Le marché des batteries s'équilibrera à hauteur de 50 % en faveur des NMC et 50 % pour les LFP. Cette dernière technologie équipe déjà la Tesla 3S fabriquée à Shanghai et exportée en Europe en 2020 ainsi que le modèle Han du chinois BYD proposée en Europe en 2021. Toutefois la beauté des avancées techniques fait que l'autonomie des LFP ne cesse de s'agrandir à tel point que l'intérêt de cette formule pourrait surpasser celle des NMC dans les routières. En outre le coquetèle LFP est plus sécurisé, c'est-à-dire non inflammable, et environ 30 % moins onéreux que le NMC, de sorte que le coût de production de la voiture électrique sera à parité de la voiture thermique d'ici 12 mois. Côté anode, les progrès élargissent également l'autonomie des batteries par le remplacement du graphite synthétique par du silicium renforçant encore la solution la moins onéreuse. Rappelons par ailleurs, une nouvelle fois, que les batteries ne contiennent pas de « terres rares ».

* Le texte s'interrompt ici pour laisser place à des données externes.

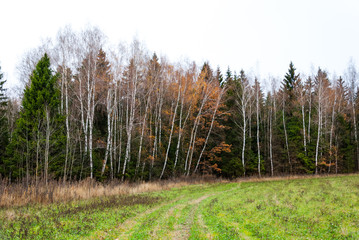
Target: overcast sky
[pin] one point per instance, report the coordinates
(261, 36)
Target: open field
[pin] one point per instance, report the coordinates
(309, 208)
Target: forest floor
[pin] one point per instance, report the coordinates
(309, 208)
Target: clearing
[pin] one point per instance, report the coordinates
(310, 208)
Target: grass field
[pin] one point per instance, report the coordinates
(310, 208)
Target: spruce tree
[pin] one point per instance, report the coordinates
(39, 135)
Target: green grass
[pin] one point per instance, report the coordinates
(312, 208)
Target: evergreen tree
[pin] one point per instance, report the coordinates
(39, 135)
(4, 136)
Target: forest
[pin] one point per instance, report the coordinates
(91, 110)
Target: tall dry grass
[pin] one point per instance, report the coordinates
(20, 194)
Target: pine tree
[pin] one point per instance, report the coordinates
(39, 134)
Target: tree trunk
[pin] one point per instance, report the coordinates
(210, 129)
(47, 143)
(172, 126)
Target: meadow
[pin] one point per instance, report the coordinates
(283, 208)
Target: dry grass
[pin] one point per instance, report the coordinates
(288, 177)
(20, 194)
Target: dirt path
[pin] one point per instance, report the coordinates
(183, 231)
(170, 220)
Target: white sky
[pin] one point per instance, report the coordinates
(257, 35)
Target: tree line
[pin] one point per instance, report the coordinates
(123, 113)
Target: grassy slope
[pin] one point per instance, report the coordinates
(317, 208)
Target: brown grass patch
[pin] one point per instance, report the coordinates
(20, 194)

Ces statistiques et ces faits démentent donc sans appel la fake news franco-française des « métaux rares » qui s'oppose aux énergies vertes, qui soutient avec le financement d'un lobby pétrolier nord-américain que la voiture électrique ne connaîtrait jamais de succès, et qui aura fait perdre nombre d'emplois à la France. Elle est réfutée par ces vérités sur les véhicules électriques et les batteries.

Renouveau du nucléaire

Concernant l'énergie, quel que soit l'origine de l'électricité utilisée, la voiture électrique émet moins de CO² que le moteur thermique. Mais puisque l'électricité appelée renouvelable ne sera jamais suffisante au moment T, et 24 h/24 h pour fournir l'ensemble de nos besoins et la nouvelle consommation de la mobilité électrique, les jeunes ingénieurs sont de plus en plus nombreux à soutenir un renouveau du nucléaire.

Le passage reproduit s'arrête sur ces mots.